I am attempting to see the contour plot for the function, Sqrt[y-x]==z. The graph shows an odd structure that seems to fall where a vertical asymptote would exist. What can I do to eliminate the odd structure? Here is my code for it:

ContourPlot3D[Sqrt[y-x]==z,{x,-6,6},{y,0,6},{z,0,4}]


and here is the result:

• ContourPlot3D[Re[Sqrt[y - x]] == z, {x, -6, 6}, {y, 0, 6}, {z, 0, 4}, AxesLabel -> Automatic] Commented Dec 22, 2022 at 15:34
• Thanks Bob. I am fairly new to Mathematica.
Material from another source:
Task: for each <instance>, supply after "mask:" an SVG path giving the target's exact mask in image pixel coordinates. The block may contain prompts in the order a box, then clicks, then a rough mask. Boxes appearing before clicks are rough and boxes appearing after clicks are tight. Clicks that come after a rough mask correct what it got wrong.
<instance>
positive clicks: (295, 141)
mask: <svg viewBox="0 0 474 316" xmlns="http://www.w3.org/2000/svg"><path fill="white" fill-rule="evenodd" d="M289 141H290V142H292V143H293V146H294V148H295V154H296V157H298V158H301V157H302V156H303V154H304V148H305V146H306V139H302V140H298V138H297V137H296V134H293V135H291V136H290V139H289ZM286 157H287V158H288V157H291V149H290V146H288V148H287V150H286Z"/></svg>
I knew there was a real number issue just by what was going on in the graph. I was unaware that adding the Re would only allow real number output. This helps tremendously. Commented Dec 22, 2022 at 16:41
• @BobHanlon ContourPlot3D[Re[Sqrt[y - x]] == z, {x, -6, 6}, {y, 0, 6}, {z, -4, 4}, AxesLabel -> Automatic] will get the wrong result. The result contain a part of z==0 and y<=x. Commented Dec 23, 2022 at 1:42

It is a bug.

we have to remove Sqrt from the original equation.

ContourPlot3D[y - x == z^2, {x, -6, 6}, {y, 0, 6}, {z, 0, 4}]


Or

ContourPlot3D[y - x == z^2, {x, -6, 6}, {y, 0, 6}, {z, -4, 4},
RegionFunction -> Function[{x, y, z}, z >= 0],
RegionBoundaryStyle -> None]


Or use ImplicitRegion, still avoid Sqrt.

reg = ImplicitRegion[{y - x == z^2,
z >= 0}, {{x, -6, 6}, {y, 0, 6}, {z, -4, 4}}]
RegionPlot3D[DiscretizeRegion@reg, Axes -> True, BoxRatios -> 1,
Mesh -> 10]


• I must have accidently hit a downvote a day or so ago from my iPhone . I just now corrected it to an upvote. Sorry about that.
– JimB
Commented Dec 24, 2022 at 0:37
• @JimB Thanks :) Commented Dec 24, 2022 at 1:12